If you’ve been reading Great Smitten for any amount of time, you know I’ve shared an embarrassing story once or twice.

This one’s a bit different.  It’s a confession.  Something I did that was, well…gross.  But also just a testament to what my life looks like now – what kinds of things play on my mind on a daily basis.

When you become a parent, you suddenly become obsessed with poo.  I’m not proud of it, but it’s true.  I have vivid memories of standing over a few-weeks-old Adlai while he lay on his changing table.  It was the middle of the night, and I was holding his open diaper at a precarious angle so I could check the color of his poo in the pale lamplight.  (Yellow is good, green means they’re not necessarily getting enough nutrients and need to feed longer).  Simon used to do the same thing during those night-time changes, and I also remember lying in bed and calling across the room to him, “How does it look?”

He’d give me an update: “Good, very yellow,” or “Too green.”

He even made up a song about it, which he would sing to Adlai on the changing table:

“Well done, well done, for having yeh-he-he-low poo, poo-poo-poo, poo, poo-poo-poo, poo, poo-poo-poo POO!”

Listen, I told you, we’re not proud.  But this is the way it goes.  You’ll see.

As if that wasn’t bad enough, I think we may have hit a new low this week…

Adlai has been eating more and more solids over the past couple months, and the change in diet is obviously affecting the ease at which his bowels…well…move.

The other day, he’d been working on something for a while, and when it finally…um…surfaced, I felt the need to update Simon.  It was a monumental occasion: not only had he finally gone, but it was his very first grown-up, solid, pellet-esque poop.  I was so proud.

So proud, in fact, that I did something I swore I’d never do:

I took a picture of it.

And then I texted it to Simon.

I’m so ashamed.

*I resisted the temptation to post the picture here.  I may have lost some of my inhibitions, but I like to think I still know where to draw the line.  You can thank me later.

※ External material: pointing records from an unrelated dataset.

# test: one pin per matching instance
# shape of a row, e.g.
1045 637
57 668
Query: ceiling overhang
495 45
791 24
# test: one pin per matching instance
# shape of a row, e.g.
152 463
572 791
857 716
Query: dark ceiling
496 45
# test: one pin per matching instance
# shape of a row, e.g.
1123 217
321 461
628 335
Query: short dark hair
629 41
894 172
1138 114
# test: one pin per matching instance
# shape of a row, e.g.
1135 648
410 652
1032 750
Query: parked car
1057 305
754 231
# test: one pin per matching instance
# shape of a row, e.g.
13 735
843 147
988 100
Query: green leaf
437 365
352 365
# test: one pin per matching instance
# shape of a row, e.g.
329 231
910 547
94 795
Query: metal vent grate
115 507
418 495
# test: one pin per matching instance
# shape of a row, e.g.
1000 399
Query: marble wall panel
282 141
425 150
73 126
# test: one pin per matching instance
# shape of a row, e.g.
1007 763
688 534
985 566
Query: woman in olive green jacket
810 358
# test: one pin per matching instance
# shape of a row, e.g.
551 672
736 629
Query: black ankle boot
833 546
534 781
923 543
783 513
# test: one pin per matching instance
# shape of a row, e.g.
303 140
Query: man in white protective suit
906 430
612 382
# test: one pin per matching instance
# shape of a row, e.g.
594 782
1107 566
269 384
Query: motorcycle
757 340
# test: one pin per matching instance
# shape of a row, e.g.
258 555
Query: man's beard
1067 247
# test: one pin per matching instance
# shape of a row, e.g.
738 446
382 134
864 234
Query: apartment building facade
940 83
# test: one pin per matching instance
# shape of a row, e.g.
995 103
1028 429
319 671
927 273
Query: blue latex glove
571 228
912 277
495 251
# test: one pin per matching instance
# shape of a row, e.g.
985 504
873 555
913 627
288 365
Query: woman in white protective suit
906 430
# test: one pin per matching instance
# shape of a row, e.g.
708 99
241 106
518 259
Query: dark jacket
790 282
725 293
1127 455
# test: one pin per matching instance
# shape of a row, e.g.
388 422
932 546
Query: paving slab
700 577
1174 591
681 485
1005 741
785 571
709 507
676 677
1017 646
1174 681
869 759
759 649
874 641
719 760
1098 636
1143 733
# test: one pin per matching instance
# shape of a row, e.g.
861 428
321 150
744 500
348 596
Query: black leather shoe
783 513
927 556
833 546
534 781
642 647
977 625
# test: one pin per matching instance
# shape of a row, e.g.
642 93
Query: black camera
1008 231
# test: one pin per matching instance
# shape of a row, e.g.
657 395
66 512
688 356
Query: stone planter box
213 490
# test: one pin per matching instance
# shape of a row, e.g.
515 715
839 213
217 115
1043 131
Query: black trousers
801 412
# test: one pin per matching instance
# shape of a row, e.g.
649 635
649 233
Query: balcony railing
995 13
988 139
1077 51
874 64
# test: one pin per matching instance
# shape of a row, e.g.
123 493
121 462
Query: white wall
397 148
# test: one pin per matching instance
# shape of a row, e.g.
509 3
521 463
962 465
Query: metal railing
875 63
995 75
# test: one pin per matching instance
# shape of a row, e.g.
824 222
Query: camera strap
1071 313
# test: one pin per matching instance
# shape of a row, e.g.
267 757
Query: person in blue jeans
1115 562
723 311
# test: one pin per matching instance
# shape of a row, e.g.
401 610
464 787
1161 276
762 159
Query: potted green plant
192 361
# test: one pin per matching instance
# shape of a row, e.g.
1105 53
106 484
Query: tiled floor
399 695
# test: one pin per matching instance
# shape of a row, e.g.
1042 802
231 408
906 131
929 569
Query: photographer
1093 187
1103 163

*Update: Since posting this, I’ve spoken to Simon’s boss, ZJ, who told me she’s seen the photo.  The shame continues.

Author: Faith

Faith Dwight is a photographer and a writer. She is a Southern American girl living just north of London with her British husband, Simon and their two halfling sons.

5 thoughts

  1. Have you dreamt about poo yet? Because I have. And it’s even more disturbing in the dreams. Thanks for making me laugh at your life, and mine.